Слышно Павлуше, что государь встал и зашагал по палатке… «Лев в клетке, а растерзать некого… жертва далеко…»
Что-то опять треснуло, грохнуло…
«Ломает что-то с сердцов…»
— Так не любила?.. Добро! Змея… хуже змеи… Ящерица… слизняк…
Он заглянул в отделение Ягужинского. Павлуша притворился спящим и даже стал похрапывать.
— Спит… умаялся.
Воротившись к себе, государь снова зашагал по палатке…
— Видно, давно снюхались. Немка к немцу… чего лучше!.. То-то ему из саксонской службы захотелось в русскую, ко мне, чтобы быть ближе к ней… Улизнул, улизнул, голубчик… Счастлив твой Бог… А эта, Анка, не улизнёт… нет!
Опять зашуршали бумаги…
«Читает… Что-то дальше будет?» — прислушивается Ягужинский.
Долго шуршала бумага… не раз снова звякал графин о чарку… И хмель его не берет, особенно когда гневен…
— Черт с ней, этой немкой!.. У меня Марта, Марфуша… Эта невинною девочкой полюбила меня.

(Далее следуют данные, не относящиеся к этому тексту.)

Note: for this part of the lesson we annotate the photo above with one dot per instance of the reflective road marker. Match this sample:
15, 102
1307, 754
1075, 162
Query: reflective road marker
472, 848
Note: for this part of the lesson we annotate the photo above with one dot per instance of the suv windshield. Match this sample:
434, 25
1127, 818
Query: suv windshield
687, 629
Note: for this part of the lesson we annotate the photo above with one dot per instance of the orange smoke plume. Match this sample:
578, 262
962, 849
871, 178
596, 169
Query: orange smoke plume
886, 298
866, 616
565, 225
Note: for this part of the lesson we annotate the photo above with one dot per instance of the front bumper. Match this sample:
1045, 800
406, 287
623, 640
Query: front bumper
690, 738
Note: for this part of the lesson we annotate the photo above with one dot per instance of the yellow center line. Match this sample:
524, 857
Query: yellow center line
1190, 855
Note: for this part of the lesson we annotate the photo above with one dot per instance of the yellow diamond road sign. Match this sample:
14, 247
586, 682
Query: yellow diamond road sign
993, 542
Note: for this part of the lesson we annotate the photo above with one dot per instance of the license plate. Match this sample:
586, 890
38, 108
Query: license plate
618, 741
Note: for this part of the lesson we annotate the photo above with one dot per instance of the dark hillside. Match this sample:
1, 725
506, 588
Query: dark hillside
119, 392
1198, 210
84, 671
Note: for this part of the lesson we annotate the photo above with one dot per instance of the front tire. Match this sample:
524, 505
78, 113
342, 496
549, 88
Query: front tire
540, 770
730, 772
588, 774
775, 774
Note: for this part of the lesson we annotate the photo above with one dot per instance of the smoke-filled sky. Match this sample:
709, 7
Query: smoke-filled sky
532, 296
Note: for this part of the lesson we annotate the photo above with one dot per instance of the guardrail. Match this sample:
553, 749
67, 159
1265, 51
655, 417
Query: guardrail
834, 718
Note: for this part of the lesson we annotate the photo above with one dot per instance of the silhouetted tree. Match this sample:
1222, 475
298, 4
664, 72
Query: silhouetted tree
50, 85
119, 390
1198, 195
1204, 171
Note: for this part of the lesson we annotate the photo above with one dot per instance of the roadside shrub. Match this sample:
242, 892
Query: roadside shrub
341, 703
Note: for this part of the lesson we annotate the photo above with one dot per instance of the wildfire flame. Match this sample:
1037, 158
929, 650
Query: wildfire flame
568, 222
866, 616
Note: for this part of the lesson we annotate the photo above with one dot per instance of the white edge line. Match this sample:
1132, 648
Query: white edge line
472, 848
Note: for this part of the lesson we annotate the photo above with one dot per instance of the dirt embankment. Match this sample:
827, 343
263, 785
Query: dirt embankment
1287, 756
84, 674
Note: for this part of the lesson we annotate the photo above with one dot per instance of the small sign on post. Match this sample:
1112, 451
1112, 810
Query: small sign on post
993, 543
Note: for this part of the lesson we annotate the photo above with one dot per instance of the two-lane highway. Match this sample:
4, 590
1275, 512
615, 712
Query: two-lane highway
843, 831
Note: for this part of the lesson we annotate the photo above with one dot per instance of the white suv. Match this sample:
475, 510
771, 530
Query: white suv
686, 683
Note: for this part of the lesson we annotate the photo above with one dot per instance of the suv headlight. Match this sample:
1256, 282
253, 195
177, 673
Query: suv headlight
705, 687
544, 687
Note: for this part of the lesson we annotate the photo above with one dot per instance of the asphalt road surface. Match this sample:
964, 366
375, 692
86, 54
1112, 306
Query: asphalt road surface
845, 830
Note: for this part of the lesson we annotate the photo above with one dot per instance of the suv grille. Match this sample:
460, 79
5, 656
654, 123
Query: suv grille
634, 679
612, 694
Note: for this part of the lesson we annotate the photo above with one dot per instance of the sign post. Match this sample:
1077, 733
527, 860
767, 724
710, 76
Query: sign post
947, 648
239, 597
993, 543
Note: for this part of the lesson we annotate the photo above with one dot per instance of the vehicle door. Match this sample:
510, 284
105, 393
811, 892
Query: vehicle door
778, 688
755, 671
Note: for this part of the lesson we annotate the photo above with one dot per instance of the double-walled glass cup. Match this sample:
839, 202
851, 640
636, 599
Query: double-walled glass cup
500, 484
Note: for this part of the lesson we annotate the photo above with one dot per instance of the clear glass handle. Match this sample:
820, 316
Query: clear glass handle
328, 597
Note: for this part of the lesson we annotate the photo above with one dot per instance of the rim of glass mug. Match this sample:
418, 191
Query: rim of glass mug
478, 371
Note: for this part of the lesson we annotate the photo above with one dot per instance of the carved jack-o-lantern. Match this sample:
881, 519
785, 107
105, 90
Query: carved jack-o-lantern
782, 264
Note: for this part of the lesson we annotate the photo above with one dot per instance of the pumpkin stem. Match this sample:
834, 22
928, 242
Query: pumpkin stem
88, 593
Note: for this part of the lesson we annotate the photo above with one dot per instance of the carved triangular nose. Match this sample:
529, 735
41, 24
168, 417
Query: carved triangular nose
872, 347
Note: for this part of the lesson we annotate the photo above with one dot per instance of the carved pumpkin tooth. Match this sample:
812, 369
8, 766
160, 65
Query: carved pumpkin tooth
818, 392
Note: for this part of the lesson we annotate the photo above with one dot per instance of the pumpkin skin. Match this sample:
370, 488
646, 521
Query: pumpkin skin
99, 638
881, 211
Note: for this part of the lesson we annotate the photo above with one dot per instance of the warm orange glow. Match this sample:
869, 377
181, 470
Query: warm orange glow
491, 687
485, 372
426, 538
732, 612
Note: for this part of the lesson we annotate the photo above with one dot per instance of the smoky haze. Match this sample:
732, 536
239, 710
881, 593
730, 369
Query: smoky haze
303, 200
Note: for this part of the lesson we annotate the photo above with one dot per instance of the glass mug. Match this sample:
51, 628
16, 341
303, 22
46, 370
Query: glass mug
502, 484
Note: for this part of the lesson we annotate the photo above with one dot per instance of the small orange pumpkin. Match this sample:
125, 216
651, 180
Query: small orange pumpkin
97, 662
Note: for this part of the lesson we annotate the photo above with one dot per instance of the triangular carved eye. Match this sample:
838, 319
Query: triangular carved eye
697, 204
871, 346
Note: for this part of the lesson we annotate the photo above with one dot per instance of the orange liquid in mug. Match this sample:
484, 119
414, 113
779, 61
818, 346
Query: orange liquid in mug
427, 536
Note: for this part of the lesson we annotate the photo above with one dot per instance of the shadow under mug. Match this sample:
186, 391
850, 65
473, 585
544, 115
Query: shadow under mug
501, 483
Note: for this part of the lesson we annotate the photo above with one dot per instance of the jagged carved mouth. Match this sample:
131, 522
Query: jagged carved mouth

И будет у нас «шишечка».
Голос заметно смягчился…
— Только бы добыть Ниеншанц да дельту Невы… Добуду!.. Не дам опомниться шведам… А там срублю свою столицу у моря… Вот тем топором… Я давно плотник… Недаром и Данилыч назвал меня Державным плотником… Данилыч угадывает мои мысли… И прорублю-таки окошко в Европу… А там прощай, Москва… Ты мне немало насолила… В Москве и убить меня хотели, и отнять у меня престол… Москва и в антихристы меня произвела… Экое стоячее, гнилое болото!.. Теперь эта подлая Анка рога мне наставила, и все из-за Москвы… Нет! Долой старое, заплесневелое вино… У меня будет новое вино, и я волью его в новые мехи…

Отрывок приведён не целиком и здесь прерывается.